Increase your spiritual energy. In sand dune moments, it could be that we are lacking in the main sources of our spiritual energy – the Bread of Life and Living Water. Time at the feet of Jesus will give us the strength that we lack on our own. We can’t make it up the dune without Him.

“Jesus replied, ‘I am the bread of life. Whoever comes to me will never be hungry again. Whoever believes in me will never be thirsty.'” (John 6:35, NLT)

“Jesus replied, ‘Anyone who drinks this water will soon become thirsty again. But those who drink the water I give will never be thirsty again. It becomes a fresh, bubbling spring within them, giving them eternal life.'” (John 4:13-14, NLT)

Get up and keep climbing. Persevere. Once we have called for help and refueled, we have to just keep climbing. Jesus is near to us. He has promised to never leave us or forsake us, and He will make the climb with us, offering hope and encouragement through His Word. 

“So let’s not get tired of doing what is good. At just the right time we will reap a harvest of blessing if we don’t give up.” (Galatians 6:9, NLT)
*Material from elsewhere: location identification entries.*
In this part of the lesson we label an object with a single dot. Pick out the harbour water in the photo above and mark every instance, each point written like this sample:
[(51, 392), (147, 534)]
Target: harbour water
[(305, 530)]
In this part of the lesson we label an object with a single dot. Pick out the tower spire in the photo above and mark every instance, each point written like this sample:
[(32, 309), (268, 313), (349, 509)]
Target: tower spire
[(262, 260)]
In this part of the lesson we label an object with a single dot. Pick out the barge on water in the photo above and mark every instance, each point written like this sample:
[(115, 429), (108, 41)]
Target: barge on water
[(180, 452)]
If you see someone stuck on a sand dune, help them. Maybe you don’t relate to this today. You’re not having a sand dune moment. Do you know someone who is? Reach out to them. Point them to the Bread of Life and the Living Water. Encourage them. Cheer them on. Believe me, it will matter so much.

“Let us think of ways to motivate one another to acts of love and good works. And let us not neglect our meeting together as some people do, but encourage one another, especially now that the day of His return is drawing near.” (Hebrews 10:24-25, NLT)

Dear Father, You see us. You know when we struggle – when we are trying hard, but not making much progress. You see the steps upward and the slides downward. So many times, we struggle and struggle without even asking You for Your help. Forgive us for that. Will You please come to us on these sand dunes and help us? We are so aware of our need for You. Give us the Bread of Life and the Living Water. Fuel our spirits. We bring our exasperation, our anxiety, our striving, and we lay all of it at the feet of Jesus. Please exchange it for peace, joy, and hope. Give us the spiritual energy we need to get up and keep on climbing. We know that with Your help we can make it up this sand dune. Help us, Father, to look around us and to encourage others who may be experiencing sand dune moments. Thank You so much for Your love for us, Your help, and Your provision. Amen.